NFL
W 2024 roku artystka odsłoniła poruszającą historię o wierze i drodze do własnej duchowości. Jej słowa poruszały. ______
Magda Umer przyjęła chrzest jako dorosła kobieta. Wyznanie o pragnieniu wiary, bólu ukrywania prawdy przed rodzicami i duchowym dojrzewaniu ujawniło nieznane oblicze artystki i głęboko poruszyło jej fanów.
Miała 30 lat, gdy zdecydowała się przyjąć chrzest. W 2024 roku, w szczerej rozmowie, Magda Umer odsłoniła poruszającą historię o wierze i drodze do własnej duchowości. Długo ukrywała prawdę przed rodzicami. „Nie powiedziałam im o tym. Ja to ukryłam, nie zaprosiłam ich na chrzest. […] Nie chciałam, żeby ich bolało”, mówiła Mariuszowi Szczygłowi. Jej słowa poruszały.
Magda Umer i jej decyzja o chrzcie
Wielu fanów nie znało tej strony Magdy Umer. Wybitna artystka, znana z niezwykłej wrażliwości i poetyckiego podejścia do życia, przez długie lata nie mówiła publicznie o swojej duchowej przemianie. Dopiero w 2024 roku, w rozmowie z Mariuszem Szczygłem w programie “Rozmowy (nie)wygodne”, wyznała, że przyjęła chrzest w dorosłym życiu. Przyjęcie sakramentu miało również niezwykły, symboliczny wymiar. Jej matką chrzestną została Kalina Jędrusik, która – podobnie jak Umer – przyjęła sakrament jako dorosła kobieta. Ojcem chrzestnym był reżyser Janusz Kondraciuk.
„Razem z moim synkiem, który aktualnie będzie miał lat 47, a wtedy miał 2,5 roku, czyli ja miałam 30. Moją mamą chrzestną została Kalina Jędrusik, która także ochrzciła się jako dorosła kobieta, a tatą Janusz Kondraciuk”, opowiadała Mariuszowi Szczygłowi.
Wybór był świadomy, głęboko przemyślany i wypływał z potrzeby serca. Jak sama mówiła, nie była osobą religijną, ale odczuła coś niezwykłego. W tych słowach była cała ona: wrażliwa i niepokorna. Wybierała to, czego nie da się dotknąć, ale co czuje się najmocniej. To właśnie ta niewidzialna nić, która prowadziła ją przez życie – pełne słów, melodii i ciszy, która mówiła najwięcej. „Nie jestem osobą religijną, ale spadła na mnie łaska wiary, wiary w znaki, w coś niezwykłego, nie tylko materialnego. Powiedziałam nawet kiedyś, że jeśli mam wybierać między metafizyką a fizyką, to wybieram metafizykę”, dodawała w poruszających słowach.
Artystka wyznała, że o chrzcie nie poinformowała swoich rodziców. To był wybór podyktowany nie brakiem odwagi, ale troską i bólem zakorzenionym w dzieciństwie. Na uroczystości obecni byli Zuzanna Łapicka i Daniel Olbrychski – chrzestni jej syna. „Nie powiedziałam im o tym. Ja to ukryłam, nie zaprosiłam ich na chrzest. […] Nie chciałam, żeby ich bolało”, opowiadała w tym samym wywiadzie.
Ojciec Magdy, Edward Umer, był funkcjonariuszem aparatu bezpieczeństwa PRL. Ich dom nie był miejscem wiary, lecz ideologii. Artystka podkreślała, że jej tata w dzieciństwie był głęboko wierzący, wiara mamy również była silna. „A potem nagle uwierzyli w komunizm. I to jest nieszczęście paru milionów młodych ludzi tuż po wojnie”, dodawała.

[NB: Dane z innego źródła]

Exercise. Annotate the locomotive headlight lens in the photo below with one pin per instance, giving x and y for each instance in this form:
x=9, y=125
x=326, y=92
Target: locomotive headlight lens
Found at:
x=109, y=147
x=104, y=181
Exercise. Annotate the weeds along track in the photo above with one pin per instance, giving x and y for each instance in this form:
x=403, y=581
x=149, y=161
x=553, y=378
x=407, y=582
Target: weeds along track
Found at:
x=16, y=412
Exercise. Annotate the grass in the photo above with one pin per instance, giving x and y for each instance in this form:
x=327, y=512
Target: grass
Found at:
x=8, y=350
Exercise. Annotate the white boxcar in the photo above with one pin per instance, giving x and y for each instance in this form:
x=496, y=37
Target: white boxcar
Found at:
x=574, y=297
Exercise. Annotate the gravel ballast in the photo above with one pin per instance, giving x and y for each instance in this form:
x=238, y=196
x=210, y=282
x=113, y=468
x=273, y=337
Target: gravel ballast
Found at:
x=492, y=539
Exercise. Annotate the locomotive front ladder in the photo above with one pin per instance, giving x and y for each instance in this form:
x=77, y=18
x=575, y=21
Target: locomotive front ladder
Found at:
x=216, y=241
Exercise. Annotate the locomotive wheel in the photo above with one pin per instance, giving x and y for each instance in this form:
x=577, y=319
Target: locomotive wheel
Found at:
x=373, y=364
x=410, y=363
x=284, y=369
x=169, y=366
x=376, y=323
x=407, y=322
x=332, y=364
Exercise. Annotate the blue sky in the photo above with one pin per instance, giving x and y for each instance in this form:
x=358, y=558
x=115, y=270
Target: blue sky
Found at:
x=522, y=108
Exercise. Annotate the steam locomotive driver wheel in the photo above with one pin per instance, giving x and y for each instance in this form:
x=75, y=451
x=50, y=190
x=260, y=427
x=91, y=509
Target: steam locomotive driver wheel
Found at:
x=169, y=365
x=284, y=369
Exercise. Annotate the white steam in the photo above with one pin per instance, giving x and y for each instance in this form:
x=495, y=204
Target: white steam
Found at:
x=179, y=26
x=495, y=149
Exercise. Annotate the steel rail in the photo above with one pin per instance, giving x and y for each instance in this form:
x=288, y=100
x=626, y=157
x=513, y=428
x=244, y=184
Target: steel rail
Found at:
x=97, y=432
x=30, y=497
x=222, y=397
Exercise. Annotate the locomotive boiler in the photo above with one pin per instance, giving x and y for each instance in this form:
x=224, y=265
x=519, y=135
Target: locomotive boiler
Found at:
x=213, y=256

Mimo różnic Magda Umer z szacunkiem mówiła o swoich rodzicach: „Całe dzieciństwo pamiętam regały z Marksem i Engelsem… Bardzo ważne dla mnie jest zdanie: “czcij ojca swego i matkę swoją”, czyli ludzi, którzy dali ci życie. Bardzo młodo, bo mama była w jedenastej klasie, a tata się szykował na studia, oni byli dziećmi właściwie. Mogli mnie nie urodzić, a dali mi życie”.